If you do not provide a configuration_name, a default value will be used (service). However, if you are reading or writing to multiple Object Storage instances you will need to define separate configuration_name values for each Object Storage instance. Otherwise, only one connection will be configured at a time, potentially causing errors and confusion.

import ibmos2spark

credentials = {
  'endpoint': 'https://s3-api.objectstorage.softlayer.net/',  #just an example. Your url might be different
  'access_key': '',
  'secret_key': ''
}

configuration_name = 'cos_config_string'  #you can give any string you like
cos = ibmos2spark.CloudObjectStorage(sc, credentials, configuration_name=configuration_name)  #sc is the SparkContext instance.

# The `sc` object is your SparkContext object
# The `cos` object will provide the URL for SparkContext to retrieve your data
# NOTE the counter-intuitive order of 'object_name' followed by 'bucket_name' here

bucket_name = 'bucket_name'
object_name = 'file_name'
data_url = cos.url(object_name, bucket_name)

data = sc.textFile(data_url)

Object Storage OpenStack Swift (Iaas)

This is the service described in middle right pane in the image above (and was previously referred to as Softlayer Swift Object Storage). Documentation is here

Note below that credentials are not passed in as a dictionary, like in the other implementations. Rather, each piece of information is supplied as a separate, required argument when instantiating a new softlayer object.

import ibmos2spark

#you need to know the credentials to your Softlayer ObjectStore.
auth_url = ''
tenant = ''
username = ''
password = ''

#you can give any name you like. This is required. 
configuration_name = "my_softlayer_os"

#sc is the SparkContext instance
slos = ibmos2spark.softlayer(sc, configuration_name, auth_url, tenant, username, password)

data = sc.textFile(slos.url(container_name, object_name))

Object Storage OpenStack Swift for Bluemix

This is the service described in far right pane in the image above. This was previously referred to as Bluemix Swift Object Storage in this documentation. It is referred to as "IBM Object Storage for Bluemix" in Bluemix documenation. It has also been referred to as "OpenStack Swift (Cloud Foundry)".

Credentials are passed as a dictionary and the bluemix object is used to configure the connection to this Object Storage service.

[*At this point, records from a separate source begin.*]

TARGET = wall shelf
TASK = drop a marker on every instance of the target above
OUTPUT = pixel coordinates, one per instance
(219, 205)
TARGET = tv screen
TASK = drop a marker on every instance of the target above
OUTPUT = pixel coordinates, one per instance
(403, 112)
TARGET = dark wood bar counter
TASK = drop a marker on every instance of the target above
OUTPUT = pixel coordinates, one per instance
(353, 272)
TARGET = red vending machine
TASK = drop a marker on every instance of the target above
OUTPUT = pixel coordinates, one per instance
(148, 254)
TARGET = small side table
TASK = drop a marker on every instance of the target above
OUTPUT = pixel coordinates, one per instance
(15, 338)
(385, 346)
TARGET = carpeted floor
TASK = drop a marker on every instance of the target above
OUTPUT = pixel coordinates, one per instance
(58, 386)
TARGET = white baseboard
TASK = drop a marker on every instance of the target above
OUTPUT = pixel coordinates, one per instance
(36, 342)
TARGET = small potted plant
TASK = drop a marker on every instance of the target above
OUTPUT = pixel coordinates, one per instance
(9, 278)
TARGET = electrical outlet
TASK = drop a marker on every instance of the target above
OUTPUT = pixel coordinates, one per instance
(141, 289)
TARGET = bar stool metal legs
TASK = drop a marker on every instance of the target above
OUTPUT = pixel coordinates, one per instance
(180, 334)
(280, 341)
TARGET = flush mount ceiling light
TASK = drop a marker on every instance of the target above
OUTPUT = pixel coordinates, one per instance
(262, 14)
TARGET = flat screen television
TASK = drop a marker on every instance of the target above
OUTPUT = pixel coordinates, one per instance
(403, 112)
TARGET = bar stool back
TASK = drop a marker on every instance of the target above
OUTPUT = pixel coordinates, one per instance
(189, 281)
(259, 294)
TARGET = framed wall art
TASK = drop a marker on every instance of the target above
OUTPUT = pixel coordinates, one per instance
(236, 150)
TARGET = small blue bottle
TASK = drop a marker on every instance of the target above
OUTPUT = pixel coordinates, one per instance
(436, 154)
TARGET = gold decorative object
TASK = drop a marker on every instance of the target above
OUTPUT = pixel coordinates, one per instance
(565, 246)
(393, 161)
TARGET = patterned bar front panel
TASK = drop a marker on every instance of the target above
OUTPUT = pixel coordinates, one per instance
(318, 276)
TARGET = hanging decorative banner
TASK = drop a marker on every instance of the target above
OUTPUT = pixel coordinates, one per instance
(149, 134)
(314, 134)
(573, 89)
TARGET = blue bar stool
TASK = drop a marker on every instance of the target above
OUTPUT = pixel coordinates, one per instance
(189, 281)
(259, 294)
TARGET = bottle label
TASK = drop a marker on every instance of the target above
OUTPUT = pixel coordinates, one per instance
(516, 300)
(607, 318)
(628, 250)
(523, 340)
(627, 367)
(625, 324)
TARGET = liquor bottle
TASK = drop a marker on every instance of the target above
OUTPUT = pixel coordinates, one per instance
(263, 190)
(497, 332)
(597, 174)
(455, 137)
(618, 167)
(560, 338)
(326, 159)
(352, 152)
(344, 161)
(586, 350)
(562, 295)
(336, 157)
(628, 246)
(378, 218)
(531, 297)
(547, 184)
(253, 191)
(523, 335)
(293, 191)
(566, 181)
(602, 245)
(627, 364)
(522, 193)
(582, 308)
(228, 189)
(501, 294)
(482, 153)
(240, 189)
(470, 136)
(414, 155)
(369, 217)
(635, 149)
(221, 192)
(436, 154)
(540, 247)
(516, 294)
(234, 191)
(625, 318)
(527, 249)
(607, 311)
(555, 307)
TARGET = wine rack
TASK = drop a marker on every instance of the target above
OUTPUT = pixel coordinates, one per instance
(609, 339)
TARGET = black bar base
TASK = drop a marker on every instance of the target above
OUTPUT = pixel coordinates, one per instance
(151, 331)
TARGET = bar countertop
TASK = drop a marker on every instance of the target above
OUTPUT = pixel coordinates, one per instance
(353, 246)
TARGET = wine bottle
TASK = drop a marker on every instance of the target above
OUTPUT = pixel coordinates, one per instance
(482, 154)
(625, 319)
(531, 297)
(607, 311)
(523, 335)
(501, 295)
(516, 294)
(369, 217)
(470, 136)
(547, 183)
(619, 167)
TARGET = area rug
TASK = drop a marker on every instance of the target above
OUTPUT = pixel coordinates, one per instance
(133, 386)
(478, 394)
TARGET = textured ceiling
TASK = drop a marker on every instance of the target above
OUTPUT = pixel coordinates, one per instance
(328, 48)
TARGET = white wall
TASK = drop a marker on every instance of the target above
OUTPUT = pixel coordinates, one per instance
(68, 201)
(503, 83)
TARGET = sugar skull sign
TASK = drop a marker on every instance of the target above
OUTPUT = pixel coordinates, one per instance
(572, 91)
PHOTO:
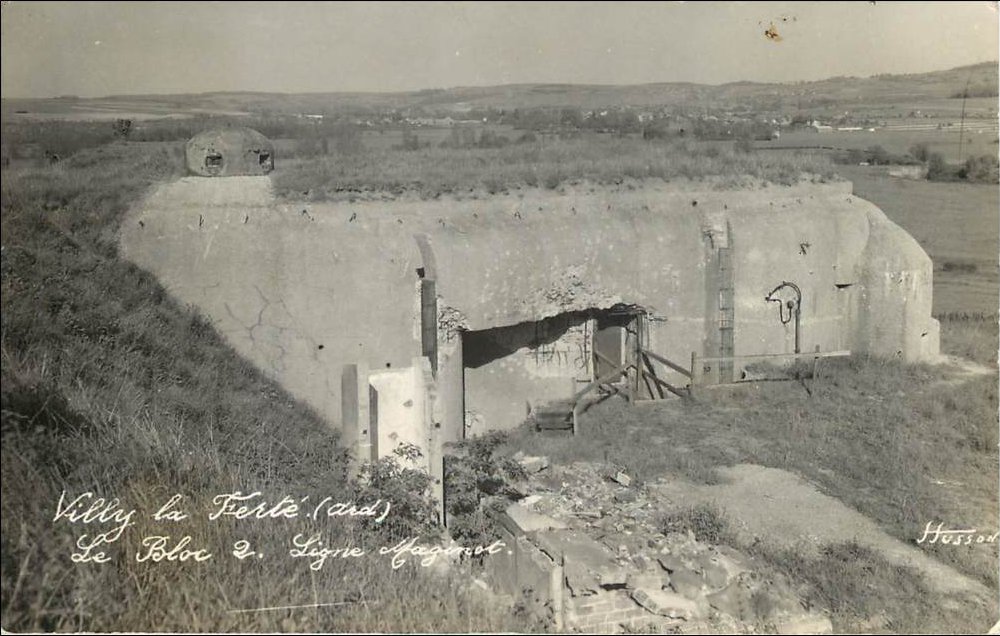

If you do not provide a configuration_name, a default value will be used (service). However, if you are reading or writing to multiple Object Storage instances you will need to define separate configuration_name values for each Object Storage instance. Otherwise, only one connection will be configured at a time, potentially causing errors and confusion.

import ibmos2spark

credentials = {
  'auth_url': 'https://identity.open.softlayer.com',  #your URL might be different
  'project_id': '',
  'region': '',
  'user_id': '',
  'username': '',
  'password': '',
}

configuration_name = 'my_bluemix_os'  #you can give any name you like

bmos = ibmos2spark.bluemix(sc, credentials, configuration_name)  #sc is the SparkContext instance

data = sc.textFile(bmos.url(container_name, object_name))

Details

This library only does two things.

  1. Uses the SparkContext.hadoopConfiguration object to set the appropriate keys to define a connection to an object storage service.
  2. Provides the caller with a URL to objects in their object store, which are typically passed to a SparkContext object to retrieve data.

License

Copyright 2017 IBM Cloud Data Services

Licensed under the Apache License, Version 2.0 (the "License"); you may not use this file except in compliance with the License. You may obtain a copy of the License at

http://www.apache.org/licenses/LICENSE-2.0

Unless required by applicable law or agreed to in writing, software distributed under the License is distributed on an "AS IS" BASIS, WITHOUT WARRANTIES OR CONDITIONS OF ANY KIND, either express or implied. See the License for the specific language governing permissions and limitations under the License.